Un an après l’annonce de la fermeture du site, les salariés de l’entreprise Goodyear d’Amiens-Nord continuent de se battre. Le délégué CGT, Franck Jurek, le déclare désormais : ils sont prêts à aller "jusqu’au bout".

Le directeur de production de l’usine, Michel Dheilly, et le directeur des ressources humaines, Bernard Glesser, séquestrés depuis lundi matin, 10h15, ont passé la nuit enfermés dans une salle de l’entreprise.

Des négociations au point mort

Ils ne sortiront pas des locaux tant qu’une rencontre avec la direction n’aura pas lieu, disent les syndicats.

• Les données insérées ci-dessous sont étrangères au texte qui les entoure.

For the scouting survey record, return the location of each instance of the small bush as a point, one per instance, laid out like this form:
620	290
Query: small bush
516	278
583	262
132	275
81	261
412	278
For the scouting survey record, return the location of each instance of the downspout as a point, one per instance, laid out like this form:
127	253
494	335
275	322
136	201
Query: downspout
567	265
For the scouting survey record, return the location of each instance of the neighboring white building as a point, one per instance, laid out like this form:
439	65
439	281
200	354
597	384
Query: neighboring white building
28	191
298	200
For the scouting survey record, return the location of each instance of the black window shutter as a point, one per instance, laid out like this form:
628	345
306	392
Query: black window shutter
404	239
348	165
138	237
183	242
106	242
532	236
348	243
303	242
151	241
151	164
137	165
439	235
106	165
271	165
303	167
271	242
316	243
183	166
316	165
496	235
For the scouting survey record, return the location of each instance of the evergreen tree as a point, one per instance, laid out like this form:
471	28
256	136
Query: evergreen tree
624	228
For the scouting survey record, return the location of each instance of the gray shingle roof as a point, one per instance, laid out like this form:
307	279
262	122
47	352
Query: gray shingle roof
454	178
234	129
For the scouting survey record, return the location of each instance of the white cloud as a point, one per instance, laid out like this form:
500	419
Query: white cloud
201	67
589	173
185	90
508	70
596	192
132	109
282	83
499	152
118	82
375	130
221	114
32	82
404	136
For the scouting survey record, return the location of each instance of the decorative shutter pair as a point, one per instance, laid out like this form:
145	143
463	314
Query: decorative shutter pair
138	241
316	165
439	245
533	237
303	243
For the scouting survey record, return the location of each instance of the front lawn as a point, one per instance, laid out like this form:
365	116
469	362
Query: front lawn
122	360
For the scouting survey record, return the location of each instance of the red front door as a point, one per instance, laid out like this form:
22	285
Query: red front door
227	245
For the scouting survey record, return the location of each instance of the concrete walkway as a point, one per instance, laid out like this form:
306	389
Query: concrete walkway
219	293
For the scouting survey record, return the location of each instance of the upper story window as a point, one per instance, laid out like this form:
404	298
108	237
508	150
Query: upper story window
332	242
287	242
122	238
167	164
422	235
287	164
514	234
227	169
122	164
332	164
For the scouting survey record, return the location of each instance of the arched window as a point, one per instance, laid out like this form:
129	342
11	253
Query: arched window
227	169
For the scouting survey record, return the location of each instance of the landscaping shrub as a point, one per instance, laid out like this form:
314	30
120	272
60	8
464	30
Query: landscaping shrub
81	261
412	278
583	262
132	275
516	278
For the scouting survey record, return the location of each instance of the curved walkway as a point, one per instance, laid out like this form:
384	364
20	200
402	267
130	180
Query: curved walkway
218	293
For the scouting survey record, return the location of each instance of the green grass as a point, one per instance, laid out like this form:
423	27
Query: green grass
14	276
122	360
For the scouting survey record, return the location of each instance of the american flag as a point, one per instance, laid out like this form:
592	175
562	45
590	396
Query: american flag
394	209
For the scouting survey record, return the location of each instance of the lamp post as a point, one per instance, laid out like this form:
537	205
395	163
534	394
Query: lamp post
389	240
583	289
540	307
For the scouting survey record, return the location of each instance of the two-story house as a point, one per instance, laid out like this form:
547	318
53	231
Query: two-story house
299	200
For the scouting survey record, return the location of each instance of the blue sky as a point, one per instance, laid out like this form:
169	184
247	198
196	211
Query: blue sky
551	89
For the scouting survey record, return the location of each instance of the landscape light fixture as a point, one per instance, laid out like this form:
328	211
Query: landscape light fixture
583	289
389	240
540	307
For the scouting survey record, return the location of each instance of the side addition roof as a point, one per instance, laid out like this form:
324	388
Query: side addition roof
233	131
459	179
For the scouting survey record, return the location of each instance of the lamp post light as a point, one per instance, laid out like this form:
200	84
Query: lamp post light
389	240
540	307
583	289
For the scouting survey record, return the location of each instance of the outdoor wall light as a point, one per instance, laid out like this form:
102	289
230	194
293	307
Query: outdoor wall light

Une réunion devait avoir lieu ce mardi matin à la Bourse du Travail d’Amiens, mais la direction nationale de Goodyear a exigé la libération des deux responsables comme préalable à toute discussion.

Les explications d'Elodie Touchais, dans le journal de 13 heures.

Les négociations semblent donc dans l’impasse. Conséquence : la séquestration pourrait durer des jours, voire des semaines.

Tant qu'on n'aura pas gain de cause, "ces deux personnes resteront avec nous", dit Franck Jurek.

Pour la CGT, qui a donc décidé d’employer la manière forte, le but est de forcer la direction à revoir son plan de sauvegarde de l’emploi élaboré l’an dernier. Le syndicat a perdu tous ses combats judiciaires, notamment pour faire annuler le plan social, et veut désormais obtenir de fortes indemnités pour les quelque 1 170 salariés menacés de perdre leur emploi : de 80 000 à 200 000 euros pour les ouvriers les plus anciens.

Critiques du patronnat et soutien du PCF

Concernant la séquestration de Michel Dheilly et Bernard Glesser , Maurice Taylor, le patron du groupe américain Titan, intéressé un temps par le rachat de l’usine, a qualifié les syndicalistes de " preneurs d’otages" et de "fous".

Même ton du côté du Medef. La principale organisation patronale a condamné la séquestration des deux cadres, parlant de "pratiques d'un autre âge, totalement inacceptables".

Ce n'est pas la bonne méthode mais ce n'est pas non plus un drame (Jean-Claude Mailly, FO)

Si le leader du syndicat Force ouvrière, Jean-Claude Mailly, semble hésiter entre critique et soutien, Pierre Laurent, le secrétaire national du Parti communiste, affiche lui clairement sa position aux côtés des salariés de l’usine, "au nom de leur colère légitime". Pour le numéro un du PCF, "on n’a pas le droit de les jeter dehors sans rien".

En attendant, le bras de fer continue entre syndicalistes et direction, qui refuse de négiocier sous la pression.